This is a shameless attempt to save the the most advanced civilization in
history from imminent self destruction by eliminating carbon emission,
dependence on foreign sources of fuel,obesity, hypertension and diabetes.
Cycling accomplishes all those things at once and helps us develop a better
understanding of ourselves, each other and our relationship to the cosmos.

Oh, horse puckey!
I like to ride bikes, have been doing it all my life.
The rest of that crap is just a fringe benefit,
and the blogosphere gives me a chance to share my interior
monologue with virtual rather than imaginary friends.

Saturday, December 17, 2011

Gear snobs, they're everyhere

          Most often seen at Trek dealers,charity rides and special club rides, true gear snobs are not the weekly spandex hamsters who are obsessed with wattage, calories and times. They don't wear team kit,at least not their own.  They wear what matches their bikes and rarely have sweat stains on themselves.
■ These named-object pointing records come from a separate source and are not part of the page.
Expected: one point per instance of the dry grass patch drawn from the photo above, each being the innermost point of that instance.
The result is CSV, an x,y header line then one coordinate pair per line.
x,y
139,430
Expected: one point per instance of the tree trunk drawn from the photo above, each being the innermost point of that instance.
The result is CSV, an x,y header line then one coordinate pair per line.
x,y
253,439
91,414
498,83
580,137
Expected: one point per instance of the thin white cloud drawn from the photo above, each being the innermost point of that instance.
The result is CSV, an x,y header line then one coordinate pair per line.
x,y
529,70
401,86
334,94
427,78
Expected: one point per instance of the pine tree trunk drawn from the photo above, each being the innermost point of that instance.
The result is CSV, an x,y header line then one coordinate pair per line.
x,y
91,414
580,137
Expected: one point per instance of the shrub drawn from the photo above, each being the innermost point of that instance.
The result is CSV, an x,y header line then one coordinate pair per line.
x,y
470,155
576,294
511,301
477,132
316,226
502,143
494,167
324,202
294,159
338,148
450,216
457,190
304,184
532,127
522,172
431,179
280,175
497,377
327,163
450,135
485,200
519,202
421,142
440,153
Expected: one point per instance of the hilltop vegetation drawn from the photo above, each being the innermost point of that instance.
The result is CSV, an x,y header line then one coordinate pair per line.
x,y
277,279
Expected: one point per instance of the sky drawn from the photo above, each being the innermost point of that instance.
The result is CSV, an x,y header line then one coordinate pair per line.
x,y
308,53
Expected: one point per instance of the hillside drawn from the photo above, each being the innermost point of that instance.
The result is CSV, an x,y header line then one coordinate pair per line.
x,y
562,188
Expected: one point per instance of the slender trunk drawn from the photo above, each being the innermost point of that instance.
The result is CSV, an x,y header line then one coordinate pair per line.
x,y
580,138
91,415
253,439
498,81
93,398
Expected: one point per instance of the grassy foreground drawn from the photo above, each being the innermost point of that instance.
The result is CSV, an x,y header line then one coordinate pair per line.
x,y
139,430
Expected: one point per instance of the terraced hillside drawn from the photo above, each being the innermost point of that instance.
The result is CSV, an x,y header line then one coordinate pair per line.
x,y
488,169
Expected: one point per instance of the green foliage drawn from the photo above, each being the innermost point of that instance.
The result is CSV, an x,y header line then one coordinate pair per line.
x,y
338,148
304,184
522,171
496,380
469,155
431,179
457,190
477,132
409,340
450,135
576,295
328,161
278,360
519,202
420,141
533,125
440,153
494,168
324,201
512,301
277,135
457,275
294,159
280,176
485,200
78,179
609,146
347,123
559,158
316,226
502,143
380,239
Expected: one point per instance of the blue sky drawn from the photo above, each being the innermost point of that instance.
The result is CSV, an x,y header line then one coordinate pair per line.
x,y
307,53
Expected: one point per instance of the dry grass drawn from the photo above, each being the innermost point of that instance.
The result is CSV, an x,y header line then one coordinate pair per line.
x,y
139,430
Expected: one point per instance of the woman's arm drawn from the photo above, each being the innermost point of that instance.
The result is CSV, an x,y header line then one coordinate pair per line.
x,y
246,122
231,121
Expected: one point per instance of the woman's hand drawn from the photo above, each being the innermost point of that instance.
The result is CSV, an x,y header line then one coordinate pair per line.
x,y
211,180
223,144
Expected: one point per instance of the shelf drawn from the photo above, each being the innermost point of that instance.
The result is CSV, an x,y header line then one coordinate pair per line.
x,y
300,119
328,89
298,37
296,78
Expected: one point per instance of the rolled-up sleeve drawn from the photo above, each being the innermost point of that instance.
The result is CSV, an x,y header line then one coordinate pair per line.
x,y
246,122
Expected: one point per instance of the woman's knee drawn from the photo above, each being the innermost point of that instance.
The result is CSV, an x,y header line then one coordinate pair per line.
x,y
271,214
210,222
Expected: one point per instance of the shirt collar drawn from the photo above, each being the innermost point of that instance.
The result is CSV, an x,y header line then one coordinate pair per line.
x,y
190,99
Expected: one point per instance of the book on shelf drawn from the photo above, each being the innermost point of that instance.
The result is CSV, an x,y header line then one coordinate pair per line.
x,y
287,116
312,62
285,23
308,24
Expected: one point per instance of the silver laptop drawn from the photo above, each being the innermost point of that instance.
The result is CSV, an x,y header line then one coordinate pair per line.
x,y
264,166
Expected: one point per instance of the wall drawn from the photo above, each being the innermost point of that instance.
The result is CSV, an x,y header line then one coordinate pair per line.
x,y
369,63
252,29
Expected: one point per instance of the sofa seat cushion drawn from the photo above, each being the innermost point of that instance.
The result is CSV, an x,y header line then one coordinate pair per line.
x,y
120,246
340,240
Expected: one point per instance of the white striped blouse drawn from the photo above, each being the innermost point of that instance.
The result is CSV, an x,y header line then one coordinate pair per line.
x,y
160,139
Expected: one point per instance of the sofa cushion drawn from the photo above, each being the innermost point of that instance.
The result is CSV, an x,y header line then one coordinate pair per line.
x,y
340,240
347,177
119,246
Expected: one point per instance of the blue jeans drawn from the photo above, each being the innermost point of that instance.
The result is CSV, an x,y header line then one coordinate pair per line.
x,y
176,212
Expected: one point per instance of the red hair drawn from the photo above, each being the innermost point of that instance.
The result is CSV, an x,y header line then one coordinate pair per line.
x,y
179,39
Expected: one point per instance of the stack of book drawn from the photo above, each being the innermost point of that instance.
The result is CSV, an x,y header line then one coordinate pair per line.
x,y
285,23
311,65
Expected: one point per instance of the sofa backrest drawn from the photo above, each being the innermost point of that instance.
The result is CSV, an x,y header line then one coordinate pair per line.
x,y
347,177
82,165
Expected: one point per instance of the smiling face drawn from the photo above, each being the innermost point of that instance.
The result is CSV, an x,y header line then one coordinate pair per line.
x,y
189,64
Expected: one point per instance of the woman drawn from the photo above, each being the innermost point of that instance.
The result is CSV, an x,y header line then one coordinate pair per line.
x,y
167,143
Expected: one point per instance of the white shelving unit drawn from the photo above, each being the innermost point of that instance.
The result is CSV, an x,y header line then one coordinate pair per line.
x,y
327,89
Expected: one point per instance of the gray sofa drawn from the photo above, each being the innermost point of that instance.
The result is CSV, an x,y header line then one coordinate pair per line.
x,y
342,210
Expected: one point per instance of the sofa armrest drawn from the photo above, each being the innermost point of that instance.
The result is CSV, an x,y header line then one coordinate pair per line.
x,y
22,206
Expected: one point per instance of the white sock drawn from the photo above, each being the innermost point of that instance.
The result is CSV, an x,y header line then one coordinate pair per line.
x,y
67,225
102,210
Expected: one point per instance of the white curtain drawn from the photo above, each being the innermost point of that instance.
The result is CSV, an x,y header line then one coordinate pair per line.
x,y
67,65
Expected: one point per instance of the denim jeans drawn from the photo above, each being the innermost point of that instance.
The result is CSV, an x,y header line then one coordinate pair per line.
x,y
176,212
The real gear snobs are always up on the the latest and greatest.  I swear some have conversion tables locked into their DNA.  They can explain on a moments notice how to save 1/2 pound on the bike, right down to the 10th of a gram.  They wait impatiently for their LBS to get the newest design of carbon fiber unobtainium bottle cage in stock so they can (and this is important)be first to have one matching the GPS/Cyclometer/afterburner control on their handlebars.
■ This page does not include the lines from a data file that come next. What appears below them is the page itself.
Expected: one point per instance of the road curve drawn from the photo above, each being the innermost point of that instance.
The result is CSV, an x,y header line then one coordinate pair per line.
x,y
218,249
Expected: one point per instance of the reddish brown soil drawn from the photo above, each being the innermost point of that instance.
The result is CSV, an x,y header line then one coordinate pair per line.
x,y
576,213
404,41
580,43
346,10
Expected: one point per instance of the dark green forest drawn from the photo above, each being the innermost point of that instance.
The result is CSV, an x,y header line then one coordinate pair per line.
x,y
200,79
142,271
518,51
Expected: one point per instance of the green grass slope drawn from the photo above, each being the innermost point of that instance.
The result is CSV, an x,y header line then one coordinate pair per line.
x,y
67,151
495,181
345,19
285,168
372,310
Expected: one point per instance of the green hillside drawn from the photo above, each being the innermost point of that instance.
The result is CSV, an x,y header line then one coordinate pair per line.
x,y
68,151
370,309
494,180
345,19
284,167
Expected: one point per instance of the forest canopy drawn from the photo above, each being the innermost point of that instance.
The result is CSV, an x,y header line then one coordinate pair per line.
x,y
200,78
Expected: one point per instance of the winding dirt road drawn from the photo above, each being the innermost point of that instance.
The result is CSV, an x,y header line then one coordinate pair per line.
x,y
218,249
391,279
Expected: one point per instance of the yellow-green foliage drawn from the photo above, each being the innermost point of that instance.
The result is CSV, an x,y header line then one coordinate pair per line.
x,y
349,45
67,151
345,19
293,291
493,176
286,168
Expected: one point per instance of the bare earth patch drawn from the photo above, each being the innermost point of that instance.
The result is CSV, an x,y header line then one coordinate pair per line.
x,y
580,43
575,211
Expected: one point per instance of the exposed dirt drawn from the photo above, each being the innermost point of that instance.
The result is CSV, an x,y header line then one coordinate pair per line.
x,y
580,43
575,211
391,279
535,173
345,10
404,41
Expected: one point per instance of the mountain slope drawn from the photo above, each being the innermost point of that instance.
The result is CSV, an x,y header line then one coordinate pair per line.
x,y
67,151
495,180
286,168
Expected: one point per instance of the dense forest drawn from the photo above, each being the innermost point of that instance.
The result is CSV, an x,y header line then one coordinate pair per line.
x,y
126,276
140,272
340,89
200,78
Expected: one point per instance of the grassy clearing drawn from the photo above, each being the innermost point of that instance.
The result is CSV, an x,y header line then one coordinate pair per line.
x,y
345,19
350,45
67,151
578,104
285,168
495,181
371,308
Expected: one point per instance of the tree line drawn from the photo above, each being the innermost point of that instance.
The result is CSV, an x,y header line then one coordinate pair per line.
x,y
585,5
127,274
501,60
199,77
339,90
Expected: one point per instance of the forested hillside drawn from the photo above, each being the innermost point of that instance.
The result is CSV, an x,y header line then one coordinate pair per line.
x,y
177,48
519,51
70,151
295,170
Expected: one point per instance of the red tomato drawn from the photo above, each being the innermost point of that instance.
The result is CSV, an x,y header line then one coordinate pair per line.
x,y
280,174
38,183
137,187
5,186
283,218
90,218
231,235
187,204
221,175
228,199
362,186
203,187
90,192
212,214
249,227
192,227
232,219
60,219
                                            But beware, there are worse out there.
           Those of us who love old steel and sacrifice the weight for articulate lug work

while self righteously contending the "power to weight ratio of the engine must be conquered first" can sometimes (I said sometimes) reach an unrealistic smug level.  Don't think so?   Watch the bike forums carefully.  Find a seeming docile conversation about the photographic demands of classic bikes.  Hold on to your leather hairnet and and try to remember that Thursday is still French Toast day.  OCD reigns supreme as people argue the proper angles of cranksets to downtube shifter employment.
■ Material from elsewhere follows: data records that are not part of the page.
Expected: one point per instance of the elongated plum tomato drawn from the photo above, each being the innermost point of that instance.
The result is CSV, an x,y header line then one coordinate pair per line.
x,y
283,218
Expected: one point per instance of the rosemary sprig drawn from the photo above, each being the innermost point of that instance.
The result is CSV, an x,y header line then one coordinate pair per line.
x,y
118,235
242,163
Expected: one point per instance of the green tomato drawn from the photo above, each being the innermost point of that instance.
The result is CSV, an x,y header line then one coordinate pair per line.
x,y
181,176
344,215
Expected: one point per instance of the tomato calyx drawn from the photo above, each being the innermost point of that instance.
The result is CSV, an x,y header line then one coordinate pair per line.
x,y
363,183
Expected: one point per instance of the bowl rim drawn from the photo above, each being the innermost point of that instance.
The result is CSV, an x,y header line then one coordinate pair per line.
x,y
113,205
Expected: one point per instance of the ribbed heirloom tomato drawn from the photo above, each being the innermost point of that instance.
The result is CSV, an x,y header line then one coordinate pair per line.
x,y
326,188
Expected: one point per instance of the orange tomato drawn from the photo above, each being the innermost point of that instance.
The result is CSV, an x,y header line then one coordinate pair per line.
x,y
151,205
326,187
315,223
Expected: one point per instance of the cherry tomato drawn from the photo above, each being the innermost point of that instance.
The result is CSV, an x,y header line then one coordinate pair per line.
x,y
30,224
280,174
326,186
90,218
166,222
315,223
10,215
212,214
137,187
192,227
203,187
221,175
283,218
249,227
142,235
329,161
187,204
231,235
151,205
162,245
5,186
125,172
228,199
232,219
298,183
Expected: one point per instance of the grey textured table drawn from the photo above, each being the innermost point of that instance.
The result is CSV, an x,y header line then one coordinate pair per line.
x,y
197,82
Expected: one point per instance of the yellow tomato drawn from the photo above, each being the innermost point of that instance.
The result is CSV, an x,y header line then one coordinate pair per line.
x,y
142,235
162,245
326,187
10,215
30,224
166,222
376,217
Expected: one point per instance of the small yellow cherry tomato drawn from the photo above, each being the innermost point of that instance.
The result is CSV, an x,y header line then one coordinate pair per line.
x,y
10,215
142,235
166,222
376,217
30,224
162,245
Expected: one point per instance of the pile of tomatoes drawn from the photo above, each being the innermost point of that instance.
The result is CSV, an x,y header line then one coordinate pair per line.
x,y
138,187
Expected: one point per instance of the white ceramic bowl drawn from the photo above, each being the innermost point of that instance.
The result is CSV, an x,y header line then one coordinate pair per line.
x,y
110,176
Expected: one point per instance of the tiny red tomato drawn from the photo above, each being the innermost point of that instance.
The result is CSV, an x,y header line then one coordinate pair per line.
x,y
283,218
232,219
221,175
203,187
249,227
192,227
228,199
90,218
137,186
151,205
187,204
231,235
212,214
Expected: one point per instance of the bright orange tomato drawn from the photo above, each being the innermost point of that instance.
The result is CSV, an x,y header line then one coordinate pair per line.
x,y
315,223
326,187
The relationship between tire labels, valve stems and quick release levers (always on the drive side, that is one universally accepted and undisputed truth from the scrolls themselves), the appropriate angle of said QR lever is under endless debate.  There seems to be an unwritten regulation concerning the relationship between the seat and handlebars, the height of either can be argued, depending on the wheelbase and trail of the bike of course, but one thing is for certain, if more than a handful of seat post is exposed, you have the wrong bike!   And don't bother taking a photo of anything made after 1990.  It just ain't worth it's weight in pixels.
   Commuters are a different level.  They really get smug about the whole, "I'm saving money and the whole damn planet by myself" program.  I love to talk to them and what they paid for this, that; what was found, donated and bartered on the Internet.  It's like an obsession to drive the cost of commuting into the negative category.
    I like nice things, but what happened to those days after Christmas when we rode down the hill on our first "two wheeler."  Falling over and over again in the snow, having fun, until we could make the turn and pedal all the way back up?
I dunno,

but I'm thinking my son can pay for his own college.


  1. I love riding bikes. I lost 50lbs in 6 months mostly by riding my bike. I have a GMC Denali road bike and it doesn't even have QR wheels. The gear snobs go nutzs over it. Good post. Keep up the good work.

  2. Thanks for the compliment, just keep on pedaling.